Мало того, что Тед не будет обнимать ее много ночей, он даже не спросил, отпустит ли она его. Что ей нравилось в Теде, так это то, что во всех домашних делах он отводил ей главенствующую роль. Он сделал ее главной еще до того, как они поженились, и даже заявил об этом официально.

— У меня слишком много хлопот как у помощника шерифа, — сказал он, — так что за всем остальным присматривай ты сама.

И Тед был верен своему слову. Если Дуби хотела пойти в церковь в воскресенье, они шли, если ей не хотелось, они не ходили. Если день был хороший и ей была охота поплескаться в реке, Тед шел с ней, снимал сапоги, закатывал штаны и бродил с ней по реке.

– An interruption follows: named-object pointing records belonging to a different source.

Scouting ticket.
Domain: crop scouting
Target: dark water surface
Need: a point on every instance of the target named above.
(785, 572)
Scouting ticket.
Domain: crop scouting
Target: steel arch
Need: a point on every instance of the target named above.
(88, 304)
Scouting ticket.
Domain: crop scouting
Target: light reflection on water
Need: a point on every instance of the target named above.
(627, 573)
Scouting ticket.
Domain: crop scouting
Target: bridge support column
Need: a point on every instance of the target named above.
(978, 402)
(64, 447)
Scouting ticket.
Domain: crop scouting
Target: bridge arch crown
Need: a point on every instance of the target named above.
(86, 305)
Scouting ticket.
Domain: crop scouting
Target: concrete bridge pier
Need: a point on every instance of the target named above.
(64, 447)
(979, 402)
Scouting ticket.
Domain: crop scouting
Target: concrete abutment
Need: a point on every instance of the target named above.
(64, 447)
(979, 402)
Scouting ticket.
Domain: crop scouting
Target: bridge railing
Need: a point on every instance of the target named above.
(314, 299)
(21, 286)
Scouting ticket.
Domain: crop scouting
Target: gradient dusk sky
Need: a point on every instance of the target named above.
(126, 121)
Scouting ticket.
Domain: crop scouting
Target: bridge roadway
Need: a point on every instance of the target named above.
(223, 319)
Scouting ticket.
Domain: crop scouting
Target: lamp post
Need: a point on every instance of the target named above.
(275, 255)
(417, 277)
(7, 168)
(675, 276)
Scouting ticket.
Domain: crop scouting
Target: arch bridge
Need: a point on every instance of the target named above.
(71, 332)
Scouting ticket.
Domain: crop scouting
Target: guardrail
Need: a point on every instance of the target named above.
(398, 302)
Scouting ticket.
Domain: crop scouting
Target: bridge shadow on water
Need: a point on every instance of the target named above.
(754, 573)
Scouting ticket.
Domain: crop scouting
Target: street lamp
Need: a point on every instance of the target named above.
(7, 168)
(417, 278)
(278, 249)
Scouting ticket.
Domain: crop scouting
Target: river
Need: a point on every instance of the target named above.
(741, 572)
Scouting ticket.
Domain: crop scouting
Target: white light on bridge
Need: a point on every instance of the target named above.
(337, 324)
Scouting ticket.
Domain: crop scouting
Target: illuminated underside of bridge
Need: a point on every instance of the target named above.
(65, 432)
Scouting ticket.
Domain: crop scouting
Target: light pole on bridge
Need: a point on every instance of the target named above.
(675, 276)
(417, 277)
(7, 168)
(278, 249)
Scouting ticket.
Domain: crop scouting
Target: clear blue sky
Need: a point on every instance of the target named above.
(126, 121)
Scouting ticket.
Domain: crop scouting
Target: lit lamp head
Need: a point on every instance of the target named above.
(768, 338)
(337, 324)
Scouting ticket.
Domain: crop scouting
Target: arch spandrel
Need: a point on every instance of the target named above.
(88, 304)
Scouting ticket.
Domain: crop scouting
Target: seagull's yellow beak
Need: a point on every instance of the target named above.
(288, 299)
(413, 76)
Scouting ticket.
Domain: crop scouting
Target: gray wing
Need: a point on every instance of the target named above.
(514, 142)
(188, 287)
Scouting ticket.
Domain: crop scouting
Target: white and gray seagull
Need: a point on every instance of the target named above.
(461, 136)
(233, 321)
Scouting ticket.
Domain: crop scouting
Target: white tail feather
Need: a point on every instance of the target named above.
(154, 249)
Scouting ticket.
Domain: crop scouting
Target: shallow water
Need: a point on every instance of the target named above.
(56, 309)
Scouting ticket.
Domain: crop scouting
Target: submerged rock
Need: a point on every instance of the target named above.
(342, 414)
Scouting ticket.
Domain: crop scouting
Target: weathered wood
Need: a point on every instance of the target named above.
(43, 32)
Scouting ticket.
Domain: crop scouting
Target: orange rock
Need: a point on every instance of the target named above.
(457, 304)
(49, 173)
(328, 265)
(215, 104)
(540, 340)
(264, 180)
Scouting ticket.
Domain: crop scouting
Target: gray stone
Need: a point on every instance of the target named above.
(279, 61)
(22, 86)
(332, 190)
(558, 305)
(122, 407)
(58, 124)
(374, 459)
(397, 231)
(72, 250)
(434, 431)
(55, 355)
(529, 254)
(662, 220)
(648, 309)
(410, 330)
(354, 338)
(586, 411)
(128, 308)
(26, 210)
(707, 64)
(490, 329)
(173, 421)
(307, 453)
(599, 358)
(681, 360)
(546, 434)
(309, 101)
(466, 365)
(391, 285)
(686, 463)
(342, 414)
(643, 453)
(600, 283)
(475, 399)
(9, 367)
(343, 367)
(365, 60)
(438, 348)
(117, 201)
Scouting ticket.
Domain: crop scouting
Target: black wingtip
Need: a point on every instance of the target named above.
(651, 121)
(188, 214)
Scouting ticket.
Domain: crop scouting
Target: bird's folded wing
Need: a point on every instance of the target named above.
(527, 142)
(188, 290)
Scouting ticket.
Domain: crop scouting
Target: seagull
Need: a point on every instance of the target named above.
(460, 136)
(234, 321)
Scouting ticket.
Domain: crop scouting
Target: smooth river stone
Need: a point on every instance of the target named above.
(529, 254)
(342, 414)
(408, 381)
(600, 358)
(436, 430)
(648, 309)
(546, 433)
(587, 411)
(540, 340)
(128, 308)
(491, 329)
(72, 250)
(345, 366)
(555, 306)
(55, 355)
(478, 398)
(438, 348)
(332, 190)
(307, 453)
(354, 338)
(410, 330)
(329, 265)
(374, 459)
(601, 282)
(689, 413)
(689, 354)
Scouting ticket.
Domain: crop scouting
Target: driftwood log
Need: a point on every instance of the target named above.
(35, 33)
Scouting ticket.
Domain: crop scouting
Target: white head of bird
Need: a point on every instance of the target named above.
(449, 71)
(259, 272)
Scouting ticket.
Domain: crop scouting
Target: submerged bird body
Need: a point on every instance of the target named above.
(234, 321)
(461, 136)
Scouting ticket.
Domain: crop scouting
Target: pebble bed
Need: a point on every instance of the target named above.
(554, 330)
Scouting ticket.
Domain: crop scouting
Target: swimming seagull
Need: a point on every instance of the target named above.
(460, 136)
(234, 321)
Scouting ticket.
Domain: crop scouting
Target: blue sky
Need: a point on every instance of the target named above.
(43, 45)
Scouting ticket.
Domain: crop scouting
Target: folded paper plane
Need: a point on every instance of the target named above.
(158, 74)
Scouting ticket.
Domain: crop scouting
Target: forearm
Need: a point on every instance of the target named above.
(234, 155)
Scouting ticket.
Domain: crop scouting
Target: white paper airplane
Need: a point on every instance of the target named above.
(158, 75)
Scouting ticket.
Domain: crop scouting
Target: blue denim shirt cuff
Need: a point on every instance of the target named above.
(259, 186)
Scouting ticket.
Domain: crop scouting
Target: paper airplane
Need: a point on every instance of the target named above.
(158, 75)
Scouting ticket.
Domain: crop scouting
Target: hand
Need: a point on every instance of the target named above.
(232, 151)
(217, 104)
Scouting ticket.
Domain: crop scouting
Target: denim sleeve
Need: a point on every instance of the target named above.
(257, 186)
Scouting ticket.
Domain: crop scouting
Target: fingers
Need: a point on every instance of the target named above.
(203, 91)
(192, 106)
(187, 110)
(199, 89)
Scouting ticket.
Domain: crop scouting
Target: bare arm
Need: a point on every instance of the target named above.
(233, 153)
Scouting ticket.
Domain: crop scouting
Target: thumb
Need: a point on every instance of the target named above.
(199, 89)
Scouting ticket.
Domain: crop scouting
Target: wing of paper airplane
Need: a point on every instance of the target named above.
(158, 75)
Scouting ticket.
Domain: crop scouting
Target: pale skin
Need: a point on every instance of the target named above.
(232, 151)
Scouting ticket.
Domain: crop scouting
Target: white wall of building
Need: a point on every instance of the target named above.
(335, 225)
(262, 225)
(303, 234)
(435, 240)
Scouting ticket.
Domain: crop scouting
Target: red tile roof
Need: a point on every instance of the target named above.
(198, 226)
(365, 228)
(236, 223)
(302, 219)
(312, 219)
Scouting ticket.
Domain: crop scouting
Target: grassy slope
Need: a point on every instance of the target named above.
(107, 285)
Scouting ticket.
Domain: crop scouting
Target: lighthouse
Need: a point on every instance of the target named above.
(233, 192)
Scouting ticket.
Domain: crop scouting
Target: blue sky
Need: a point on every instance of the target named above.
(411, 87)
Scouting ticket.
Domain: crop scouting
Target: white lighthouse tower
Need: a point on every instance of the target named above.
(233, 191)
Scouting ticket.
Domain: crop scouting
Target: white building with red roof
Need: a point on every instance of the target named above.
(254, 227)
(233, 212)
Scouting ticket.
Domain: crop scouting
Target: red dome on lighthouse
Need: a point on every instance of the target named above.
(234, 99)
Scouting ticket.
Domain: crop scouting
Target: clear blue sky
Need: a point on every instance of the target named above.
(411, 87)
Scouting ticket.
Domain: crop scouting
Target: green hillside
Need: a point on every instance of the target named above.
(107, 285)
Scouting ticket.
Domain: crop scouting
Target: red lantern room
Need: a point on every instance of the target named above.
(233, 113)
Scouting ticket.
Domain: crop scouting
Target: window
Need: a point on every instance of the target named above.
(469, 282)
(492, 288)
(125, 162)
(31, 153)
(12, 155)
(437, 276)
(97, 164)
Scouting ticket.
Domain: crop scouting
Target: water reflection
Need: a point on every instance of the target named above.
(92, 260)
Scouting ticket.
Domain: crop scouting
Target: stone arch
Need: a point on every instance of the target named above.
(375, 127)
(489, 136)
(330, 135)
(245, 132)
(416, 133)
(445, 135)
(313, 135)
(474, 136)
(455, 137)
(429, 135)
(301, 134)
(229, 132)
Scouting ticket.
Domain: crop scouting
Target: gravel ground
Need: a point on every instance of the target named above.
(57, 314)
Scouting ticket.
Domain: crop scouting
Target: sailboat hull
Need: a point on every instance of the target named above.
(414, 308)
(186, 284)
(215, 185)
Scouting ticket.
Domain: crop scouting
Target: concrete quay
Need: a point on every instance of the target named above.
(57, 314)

Дуби нравилось быть главной. Ее полная лишений жизнь у тетки с дядькой была похожа на существование рабыни. В замужестве же она изо всех сил старалась принимать наилучшие решения в отношении того, что приготовить, когда делать уборку или как лечить Теда, когда тот болел — обычно гриппом.

Она старалась так, что сама стала верить, что все у нее выходит отлично и что Тед на седьмом небе от счастья. Тем больнее для нее оказался момент, когда Тед вошел и сказал, что через час уезжает. Он заявил это будничным тоном, словно сообщал, что может пойти дождь.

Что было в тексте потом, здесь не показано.